Biologists and bioinformaticians have different software needs

I attended the Bioinformatics Open Source Conference last week in Dublin. Galaxy and Docker were the buzzwords of the conference. A recurring theme was grounding our bioinformatics back in biology, starting right off at the beginning with Holly Bik’s keynote, Bioinformatics: still a scary word for biologists. I missed the keynote, but Holly was active in the #BOSC2015 tweetstream reminding people to consider how the other half lives.

After following the tweets and reading Kai Blin’s blog post, I felt I had to throw my thousand words at the topic of biologists versus bioinformaticians. I assume that all biologists are or will soon be computational biologists, and the distinction will become irrelevant.

(Computational) Biologists : create and use software to support specific datasets

Bioinformaticians : create and use software to support generalized datasets

The two functions have very different interests in software. 

Computational biologists are interested in results

A computational biologist asks,  “How can I use this software or pipeline to interrogate my data?”. Her interest is in results. To her, it doesn’t matter if you use Docker, a chain of bash scripts, a Java application, or a web service. She needs to understand what the tool is doing so that she can form and test her hypotheses appropriately.

Computational biologists use “toolbox” software: Bioconductor, R, Perl, iPython notebooks, Galaxy, or pretty much anything that will get the job done. 

Day in the life of a computational biologist

You have a file full of aligned reads from your favourite diseased model organism and you want to call variants. You’re hoping to find a SNP or small indel in one of a handful of genes, which will be the focus of your next paper.  The Genome Analysis Toolkit is standard for variant calling in your field. Should be pretty straightforward. But to get reads ready for processing, you need to:

  • Convert SAM to BAM and create an index
  • Sort in chromosome order
  • Add read groups
  • Mark duplicates

That’s four different command line tools. Then you can start the GATK best practices, which requires about five more commands just to get raw variants. And while the GATK is claiming “Input file reads and reference have incompatible contigs“, you’re not thinking about Docker or the cloud. You’re thinking, “Just give me my stinking variants, you piece of shsoftware.”

Bioinformaticians are interested in methods

A bioinformatician asks, “How can I build this software so that I can use it for many different datasets with minimum hassle?”. Her interest is in methods (and ideally results!). She wants to write this tool once, have it run without support requests for ten years (okay, 3 months). It should produce good quality results for a variety of datasets.
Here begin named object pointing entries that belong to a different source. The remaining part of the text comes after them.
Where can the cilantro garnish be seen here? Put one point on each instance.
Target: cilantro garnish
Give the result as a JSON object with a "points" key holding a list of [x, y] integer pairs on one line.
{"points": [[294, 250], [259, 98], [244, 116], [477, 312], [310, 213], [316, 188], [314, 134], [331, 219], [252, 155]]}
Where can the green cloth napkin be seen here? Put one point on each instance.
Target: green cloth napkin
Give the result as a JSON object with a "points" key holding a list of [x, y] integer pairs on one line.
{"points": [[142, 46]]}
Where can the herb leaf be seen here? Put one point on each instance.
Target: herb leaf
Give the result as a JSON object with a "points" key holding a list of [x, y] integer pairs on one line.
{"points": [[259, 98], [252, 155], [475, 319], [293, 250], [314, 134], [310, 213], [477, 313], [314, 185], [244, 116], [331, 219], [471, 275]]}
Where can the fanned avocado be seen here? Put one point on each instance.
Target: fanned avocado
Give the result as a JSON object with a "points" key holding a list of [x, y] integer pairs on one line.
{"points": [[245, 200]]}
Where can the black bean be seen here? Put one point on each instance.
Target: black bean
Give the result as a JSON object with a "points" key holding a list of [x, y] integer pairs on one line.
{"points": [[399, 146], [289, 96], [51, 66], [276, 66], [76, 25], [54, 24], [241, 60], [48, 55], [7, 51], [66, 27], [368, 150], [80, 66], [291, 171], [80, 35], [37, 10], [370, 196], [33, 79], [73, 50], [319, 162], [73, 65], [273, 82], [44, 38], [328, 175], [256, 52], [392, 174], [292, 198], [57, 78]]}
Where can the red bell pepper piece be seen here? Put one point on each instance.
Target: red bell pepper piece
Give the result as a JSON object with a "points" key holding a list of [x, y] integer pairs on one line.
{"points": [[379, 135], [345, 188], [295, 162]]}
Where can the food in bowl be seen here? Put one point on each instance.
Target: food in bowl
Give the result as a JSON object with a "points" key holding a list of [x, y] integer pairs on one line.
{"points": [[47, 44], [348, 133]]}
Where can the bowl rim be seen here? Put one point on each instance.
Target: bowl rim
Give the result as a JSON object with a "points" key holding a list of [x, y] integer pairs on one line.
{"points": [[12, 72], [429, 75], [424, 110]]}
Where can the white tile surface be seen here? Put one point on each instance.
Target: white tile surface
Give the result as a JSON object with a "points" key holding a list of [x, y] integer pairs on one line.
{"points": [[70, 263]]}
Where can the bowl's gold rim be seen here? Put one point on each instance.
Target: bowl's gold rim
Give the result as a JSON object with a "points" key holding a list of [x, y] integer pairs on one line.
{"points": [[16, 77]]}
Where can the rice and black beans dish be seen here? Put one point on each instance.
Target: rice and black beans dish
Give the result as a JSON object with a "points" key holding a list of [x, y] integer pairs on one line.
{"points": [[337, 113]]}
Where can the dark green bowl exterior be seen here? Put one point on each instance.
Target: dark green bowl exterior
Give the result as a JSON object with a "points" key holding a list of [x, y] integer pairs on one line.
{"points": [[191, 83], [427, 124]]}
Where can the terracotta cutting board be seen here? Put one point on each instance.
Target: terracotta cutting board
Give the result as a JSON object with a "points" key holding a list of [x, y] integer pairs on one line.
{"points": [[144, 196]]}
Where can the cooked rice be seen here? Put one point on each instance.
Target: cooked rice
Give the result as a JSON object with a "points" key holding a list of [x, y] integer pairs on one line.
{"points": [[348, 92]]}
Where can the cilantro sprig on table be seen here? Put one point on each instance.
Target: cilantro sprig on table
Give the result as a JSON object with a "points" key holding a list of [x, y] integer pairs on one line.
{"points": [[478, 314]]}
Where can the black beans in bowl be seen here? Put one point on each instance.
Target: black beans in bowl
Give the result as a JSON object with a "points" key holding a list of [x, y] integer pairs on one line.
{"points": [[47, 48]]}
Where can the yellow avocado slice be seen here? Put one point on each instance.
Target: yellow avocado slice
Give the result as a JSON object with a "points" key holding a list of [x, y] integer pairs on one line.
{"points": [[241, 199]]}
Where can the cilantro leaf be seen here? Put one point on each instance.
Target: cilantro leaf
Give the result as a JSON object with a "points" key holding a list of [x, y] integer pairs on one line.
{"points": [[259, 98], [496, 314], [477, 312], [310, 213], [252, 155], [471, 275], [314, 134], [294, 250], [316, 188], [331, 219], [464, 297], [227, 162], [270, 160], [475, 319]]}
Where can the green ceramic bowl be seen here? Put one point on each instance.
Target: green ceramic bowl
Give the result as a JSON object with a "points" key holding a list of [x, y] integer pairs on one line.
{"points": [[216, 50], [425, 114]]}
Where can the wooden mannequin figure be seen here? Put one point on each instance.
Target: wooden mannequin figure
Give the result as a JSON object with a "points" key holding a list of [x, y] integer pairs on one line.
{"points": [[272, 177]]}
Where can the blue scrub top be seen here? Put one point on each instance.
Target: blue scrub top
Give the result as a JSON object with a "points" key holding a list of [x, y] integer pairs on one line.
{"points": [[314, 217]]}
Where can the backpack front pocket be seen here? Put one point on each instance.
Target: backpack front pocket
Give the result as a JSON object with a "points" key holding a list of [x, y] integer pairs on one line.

Bioinformaticians use “building blocks” software: Hadoop, cloud technologies, Docker, RESTful web services, NoSQL databases. 
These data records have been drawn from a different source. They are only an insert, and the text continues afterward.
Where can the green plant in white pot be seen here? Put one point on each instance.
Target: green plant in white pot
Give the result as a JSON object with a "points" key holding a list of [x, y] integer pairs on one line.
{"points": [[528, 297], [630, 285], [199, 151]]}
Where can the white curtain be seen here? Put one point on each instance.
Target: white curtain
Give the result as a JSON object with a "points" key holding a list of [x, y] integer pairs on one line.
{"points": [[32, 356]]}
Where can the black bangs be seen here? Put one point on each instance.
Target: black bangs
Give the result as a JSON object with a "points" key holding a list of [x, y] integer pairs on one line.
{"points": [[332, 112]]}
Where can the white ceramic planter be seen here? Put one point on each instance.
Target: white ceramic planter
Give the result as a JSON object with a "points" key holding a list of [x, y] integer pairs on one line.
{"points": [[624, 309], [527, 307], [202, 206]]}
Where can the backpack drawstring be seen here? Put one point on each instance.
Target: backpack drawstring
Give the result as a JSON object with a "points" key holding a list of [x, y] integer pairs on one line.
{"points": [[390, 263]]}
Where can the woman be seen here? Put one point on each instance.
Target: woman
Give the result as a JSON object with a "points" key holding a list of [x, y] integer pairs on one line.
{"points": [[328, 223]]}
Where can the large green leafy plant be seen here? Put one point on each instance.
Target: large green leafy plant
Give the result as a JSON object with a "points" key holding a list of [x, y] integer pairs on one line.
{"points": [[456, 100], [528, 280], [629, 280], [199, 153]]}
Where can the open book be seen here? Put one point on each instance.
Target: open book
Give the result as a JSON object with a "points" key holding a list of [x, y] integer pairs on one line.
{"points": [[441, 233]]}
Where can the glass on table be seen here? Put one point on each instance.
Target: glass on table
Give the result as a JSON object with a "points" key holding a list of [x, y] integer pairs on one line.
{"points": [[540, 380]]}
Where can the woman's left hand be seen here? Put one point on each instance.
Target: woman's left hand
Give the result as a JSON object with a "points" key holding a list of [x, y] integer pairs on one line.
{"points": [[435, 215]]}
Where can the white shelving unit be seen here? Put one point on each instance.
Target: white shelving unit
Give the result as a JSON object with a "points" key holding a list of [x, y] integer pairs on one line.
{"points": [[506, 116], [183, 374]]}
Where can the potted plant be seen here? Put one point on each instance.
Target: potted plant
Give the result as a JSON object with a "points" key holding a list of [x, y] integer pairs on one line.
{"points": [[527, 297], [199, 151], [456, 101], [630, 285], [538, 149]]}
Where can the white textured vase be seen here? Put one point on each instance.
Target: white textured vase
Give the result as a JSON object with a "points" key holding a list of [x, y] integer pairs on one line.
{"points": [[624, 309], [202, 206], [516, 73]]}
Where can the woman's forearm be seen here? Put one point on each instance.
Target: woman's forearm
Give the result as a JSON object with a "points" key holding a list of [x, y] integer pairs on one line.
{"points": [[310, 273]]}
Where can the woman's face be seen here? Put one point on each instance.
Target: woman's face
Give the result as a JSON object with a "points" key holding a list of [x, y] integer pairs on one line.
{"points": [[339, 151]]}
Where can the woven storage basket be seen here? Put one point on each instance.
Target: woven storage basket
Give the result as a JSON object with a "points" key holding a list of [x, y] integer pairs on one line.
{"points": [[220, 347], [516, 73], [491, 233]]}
Day in the life of a bioinformatican 

You’ve sorted out the vagaries of GATK, and that makes you a local hero in your lab. Pretty soon you have grad students at your desk with plaintive looks. “Can you call variants for me?” You make little tweaks to your original script and produce good variants for all of them. 

But soon, someone else wants to use your script. You send it to them, and all of a sudden you’re in some kind of IT role. You discover hardcoded paths that you definitely don’t remember putting in, and for some reason Java throws up a JVM error on their machine, and you have some obscure library in your path that nobody else has. “If only!” You think. “If only I’d put this in Docker!”

Not stirring the pot

As I indicated (somewhat) facetiously in my example, most people in the field do a mixture of the two jobs. Also, creating reproducible code and level of coding skill have nothing to do with these definitions. Which camp we fall in depends on the needs of the task at hand. 

I presented these definitions at my institution and I had several people insist afterwards that they were bioinformaticians, no matter what definition I gave, thank you very much. Labels matter to the people in the jobs. My point is purely about software.

It’s worth considering who is going to be using the software you develop. If you’re developing for bioinformaticians, go ahead and brag about decreasing runtime by massively parallelizing using Hadoop and Amazon.  If your target is that computational biologist who wants her answer, don’t distract her with infrastructure. Just give her those stinking variants.